The initial scale of the impact the coronavirus has had on the country’s economy will be known on Wednesday, when the Ghana Statistical Service (GSS) releases the results of GDP growth for the first quarter of the year.
Ghana’s response to the pandemic, like in the rest of the world, has seen widespread disruption to routine economic activities, with the Finance Ministry predicting that growth will fall to its lowest in nearly four decades.
Although the disruption caused by the virus has impacted almost every facet of the economy, the services sector has been the most hit.
Since March, the country has shut down its borders, sending the tourism sector, heavily dependent on foreign travellers, into a complete meltdown. The Trades Union Congress (TUC) says the thousands of jobs lost in the sector may not be recovered.
Even before Wednesday’s GDP numbers are issued, the Bank of Ghana’s (BoG) measurement of economic activity in March revealed an unusual contraction.
The central bank’s Composite Index of Economic Activity (CIEA) recorded a negative 2.2 percent growth in March, in sharp contrast to the 7.1 percent growth recorded in February and the 5.6 percent expansion in March 2019.
The BoG data came on the back of a record slump in Ghana’s Purchasing Managers’ Index (PMI) to an all-time low of 31.7 in April, from 41.4 in March, sinking further below the critical 50-threshold that separates improvement in local business conditions from deterioration.
The virus is expected to, among others, knock off nearly US$1.8bn from Ghana’s export earnings, reflecting the slowdown in economic activity, disruptions to trade, and the steep decline in global oil prices.
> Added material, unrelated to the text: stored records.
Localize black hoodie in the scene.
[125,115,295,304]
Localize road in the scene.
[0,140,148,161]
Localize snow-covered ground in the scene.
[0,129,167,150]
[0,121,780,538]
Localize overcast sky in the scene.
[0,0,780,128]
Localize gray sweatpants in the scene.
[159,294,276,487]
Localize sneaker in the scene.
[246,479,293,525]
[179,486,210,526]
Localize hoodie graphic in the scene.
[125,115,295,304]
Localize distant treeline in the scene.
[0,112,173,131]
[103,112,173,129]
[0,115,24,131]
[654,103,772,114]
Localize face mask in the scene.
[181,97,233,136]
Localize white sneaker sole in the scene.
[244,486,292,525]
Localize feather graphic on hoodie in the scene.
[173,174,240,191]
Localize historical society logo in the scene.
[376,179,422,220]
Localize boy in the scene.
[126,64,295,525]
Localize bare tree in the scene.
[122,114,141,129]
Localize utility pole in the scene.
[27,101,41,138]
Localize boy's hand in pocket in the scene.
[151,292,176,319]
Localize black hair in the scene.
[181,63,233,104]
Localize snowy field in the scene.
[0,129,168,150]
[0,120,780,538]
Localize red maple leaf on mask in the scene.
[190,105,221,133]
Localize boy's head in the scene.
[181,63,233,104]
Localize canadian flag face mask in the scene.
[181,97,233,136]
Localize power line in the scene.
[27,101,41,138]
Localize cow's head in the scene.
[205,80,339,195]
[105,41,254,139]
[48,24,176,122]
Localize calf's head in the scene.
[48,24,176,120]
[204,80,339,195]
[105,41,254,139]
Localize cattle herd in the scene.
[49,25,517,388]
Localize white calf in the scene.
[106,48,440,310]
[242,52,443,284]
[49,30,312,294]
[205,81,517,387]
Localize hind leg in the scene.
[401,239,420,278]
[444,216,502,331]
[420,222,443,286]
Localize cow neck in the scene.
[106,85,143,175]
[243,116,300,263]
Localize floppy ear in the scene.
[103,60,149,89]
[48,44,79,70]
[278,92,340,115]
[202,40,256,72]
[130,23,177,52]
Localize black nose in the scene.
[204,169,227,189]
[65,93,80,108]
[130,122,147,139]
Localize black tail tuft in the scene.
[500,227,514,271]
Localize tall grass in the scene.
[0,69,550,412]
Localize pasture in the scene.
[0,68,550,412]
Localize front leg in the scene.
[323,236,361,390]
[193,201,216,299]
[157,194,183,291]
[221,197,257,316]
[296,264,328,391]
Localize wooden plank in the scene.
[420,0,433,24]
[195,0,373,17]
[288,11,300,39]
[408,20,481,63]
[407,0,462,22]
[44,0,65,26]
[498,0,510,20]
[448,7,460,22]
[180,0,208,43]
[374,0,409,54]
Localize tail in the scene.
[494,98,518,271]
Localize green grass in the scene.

With the pandemic hitting hard at government revenues, creating a wider-than-expected deficit, the UK-based business advisory firm Economist Intelligence Unit (EIU) has said the economy is heading for a contraction this year, with a forecast real GDP decline of 1 percent.
“The pandemic will have a significant impact on Ghana’s economic outlook for 2020, necessitating a total rewrite of the 2020 budget. Some of the effects are already showing; financial conditions have tightened and the currency has weakened (with the cedi depreciating by some 7 percent since March, to about GH¢5.81:US$1 currently),” the EIU said in its April country report.
Goldman Sachs, an international investment bank, also predicted that economic growth will be flat this year, in contrast with government hopes of achieving at least 1.5 percent growth.
The pandemic shock comes after the country’s economic growth for last year fell below expectation. The 6.5 percent growth rate recorded was below the 7.1 percent target the Finance Ministry had previously announced.
The below-expectations performance was caused by a decrease in the growth rate of non-oil GDP, which went down from 6.5 percent in 2018 to 5.8 percent in 2019.
The slowdown in the non-oil GDP growth rate was attributed to a 10.4 percent growth rate in mining and quarrying activities (excluding oil and gas) in 2019 compared to the 48.6 percent recorded in 2018.